Pour autant, le contenu des politiques de la mobilité décidées n'est pas toujours convaincant. C'est le cas de trois mesures dont l'entrée en vigueur est imminente et qui concernent la mobilité des Parisiens et des Franciliens en général, celle des habitants du 8e arrondissement en particulier : la "Zone à trafic limité" (ZTL) dans le centre de Paris, la création d'une voie dédiée et la réduction de la vitesse sur le boulevard périphérique, et la nouvelle étape de la "zone à faibles émissions" (ZFE) du Grand Paris. Initialement présentées comme écologiques, ces mesures pourraient en effet être vécues comme d'autant plus punitives et discriminatoires qu'elles oublient manifestement une donnée fondamentale : la mobilité est constitutive du développement urbain.
Les dommages collatéraux de la ZTL pour le 8e
Nous avions alerté sur ce sujet dès 2021. Si la création d'une "Zone à trafic limité" (ZTL) dans le centre de Paris, dite “zone apaisée Paris Centre & Saint-Germain”, tarde depuis sa première annonce en 2020, puis le lancement d'une consultation en 2021, la Maire de Paris l'a récemment confirmée pour 2024. Dans le périmètre proposé, qui comprend le secteur "Paris Centre" (les 1er, 2e, 3e et 4e arrondissements) et les rues des 5e, 6e et 7e arrondissements situées au Nord du Boulevard Saint-Germain, il est projeté d’interdire le "trafic de transit" (les véhicules traversant la zone sans s’y arrêter) pour réserver la circulation à certaines catégories d’usagers (riverains, vélos, transports en commun, livreurs, artisans, etc.). Selon la Ville de Paris, environ 180 000 véhicules circuleraient chaque jour dans le secteur et le trafic de transit représenterait entre 40% et 60% du trafic total suivant les heures.
Les externalités négatives du projet sont potentiellement nombreuses pour les habitants et les commerçants à l'intérieur de la zone : accentuation du sur-tourisme, raréfaction des commerces de proximité et de bouche, nuisances inhérentes à une économie davantage de loisirs tournée vers les bars et la restauration, assèchement du flux de clients potentiels, difficultés d'approvisionnement et de livraison, etc.

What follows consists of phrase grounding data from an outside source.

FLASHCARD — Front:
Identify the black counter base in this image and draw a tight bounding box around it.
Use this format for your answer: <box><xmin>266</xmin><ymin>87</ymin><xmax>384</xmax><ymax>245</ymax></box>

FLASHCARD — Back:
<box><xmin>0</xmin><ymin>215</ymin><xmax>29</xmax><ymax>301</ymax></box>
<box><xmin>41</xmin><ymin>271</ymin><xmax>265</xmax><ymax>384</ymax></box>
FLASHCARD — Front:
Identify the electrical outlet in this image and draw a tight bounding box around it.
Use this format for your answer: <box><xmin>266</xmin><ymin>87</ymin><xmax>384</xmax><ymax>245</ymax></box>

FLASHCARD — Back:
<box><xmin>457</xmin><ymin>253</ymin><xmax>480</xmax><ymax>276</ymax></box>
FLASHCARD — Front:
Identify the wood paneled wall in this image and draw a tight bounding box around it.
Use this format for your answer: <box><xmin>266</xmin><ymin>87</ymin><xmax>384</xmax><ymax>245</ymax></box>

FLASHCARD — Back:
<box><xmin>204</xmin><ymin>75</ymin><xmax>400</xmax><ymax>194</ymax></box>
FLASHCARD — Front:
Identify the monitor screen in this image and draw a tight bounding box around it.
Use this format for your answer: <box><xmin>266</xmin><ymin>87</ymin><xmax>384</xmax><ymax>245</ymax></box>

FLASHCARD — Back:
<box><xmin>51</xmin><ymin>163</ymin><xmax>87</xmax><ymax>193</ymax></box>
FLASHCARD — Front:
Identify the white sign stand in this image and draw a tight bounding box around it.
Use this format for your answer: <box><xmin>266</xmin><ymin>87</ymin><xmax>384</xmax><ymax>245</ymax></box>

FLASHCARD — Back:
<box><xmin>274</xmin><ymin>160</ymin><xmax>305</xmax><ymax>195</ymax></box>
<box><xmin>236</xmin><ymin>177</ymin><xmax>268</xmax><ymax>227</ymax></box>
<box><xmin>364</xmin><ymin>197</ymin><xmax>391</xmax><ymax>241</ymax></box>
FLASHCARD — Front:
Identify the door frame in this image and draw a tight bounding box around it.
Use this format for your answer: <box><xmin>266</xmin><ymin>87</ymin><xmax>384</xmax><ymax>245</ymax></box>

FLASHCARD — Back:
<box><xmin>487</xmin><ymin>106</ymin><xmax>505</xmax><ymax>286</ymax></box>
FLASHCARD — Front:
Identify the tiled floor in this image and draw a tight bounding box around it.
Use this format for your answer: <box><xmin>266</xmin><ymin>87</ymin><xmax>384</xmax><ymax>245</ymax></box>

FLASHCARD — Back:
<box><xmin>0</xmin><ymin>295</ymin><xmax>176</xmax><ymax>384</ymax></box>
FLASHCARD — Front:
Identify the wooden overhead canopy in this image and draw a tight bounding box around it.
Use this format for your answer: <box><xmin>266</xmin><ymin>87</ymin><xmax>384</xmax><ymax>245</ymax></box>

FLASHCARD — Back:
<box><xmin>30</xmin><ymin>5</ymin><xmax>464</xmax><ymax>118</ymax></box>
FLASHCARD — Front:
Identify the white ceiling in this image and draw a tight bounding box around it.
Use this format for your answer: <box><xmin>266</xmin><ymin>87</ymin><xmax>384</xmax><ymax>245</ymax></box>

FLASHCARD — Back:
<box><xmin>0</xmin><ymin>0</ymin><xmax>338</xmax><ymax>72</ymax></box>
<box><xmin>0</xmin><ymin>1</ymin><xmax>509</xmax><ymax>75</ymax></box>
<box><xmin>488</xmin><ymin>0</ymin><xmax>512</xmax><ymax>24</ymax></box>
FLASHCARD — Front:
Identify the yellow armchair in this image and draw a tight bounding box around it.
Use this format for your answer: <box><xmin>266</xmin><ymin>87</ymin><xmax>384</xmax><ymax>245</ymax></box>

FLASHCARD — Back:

Mais les externalités négatives risquent d'être aussi nombreuses à l'extérieur de la zone, avec des "effets de bord" pour les habitants et les commerçants qui se trouvent à proximité immédiate. La ZTL dans le centre de Paris pourrait en effet générer d'importants dommages collatéraux pour les habitants du 8e en termes de reports de circulation et de rallongements des temps de parcours, notamment dans le secteur de la rue Royale et de la place de la Madeleine.
Privatiser une voie du périphérique ?
Un autre projet, cette fois porté par la seule Ville de Paris, interroge sur la politique de la mobilité menée dans la capitale : le projet de voie dédiée au covoiturage, aux transports collectifs et aux taxis sur le boulevard périphérique, ainsi que la réduction de la vitesse de 70 à 50 km/h.
Je comprends parfaitement que l'Etat et la Ville de Paris se soient engagés, le temps de la durée des JOP de Paris 2024, à réserver des "voies olympiques" prioritaires sur le boulevard périphérique et les autoroutes franciliennes, afin de faciliter les déplacements des athlètes, des officiels et des secours vers, et depuis, les sites de compétition.
Je comprends moins, en revanche, que la Maire de Paris veuille ensuite, une fois les JOP terminés, transformer ces voies "olympiques" en voies "dédiées". "Privatiser" une voie et réduire une nouvelle fois la vitesse sur le "périph", qui compte chaque jour environ 1,5 million de trajets, c'est prendre le risque de congestionner encore un peu plus une boucle de circulation déjà de moins en moins rapide... Quel est par ailleurs l'intérêt d'abaisser la vitesse maximale autorisée à 50 km/h alors que la vitesse moyenne en heure de pointe se situe entre 30 et 45 km/h ?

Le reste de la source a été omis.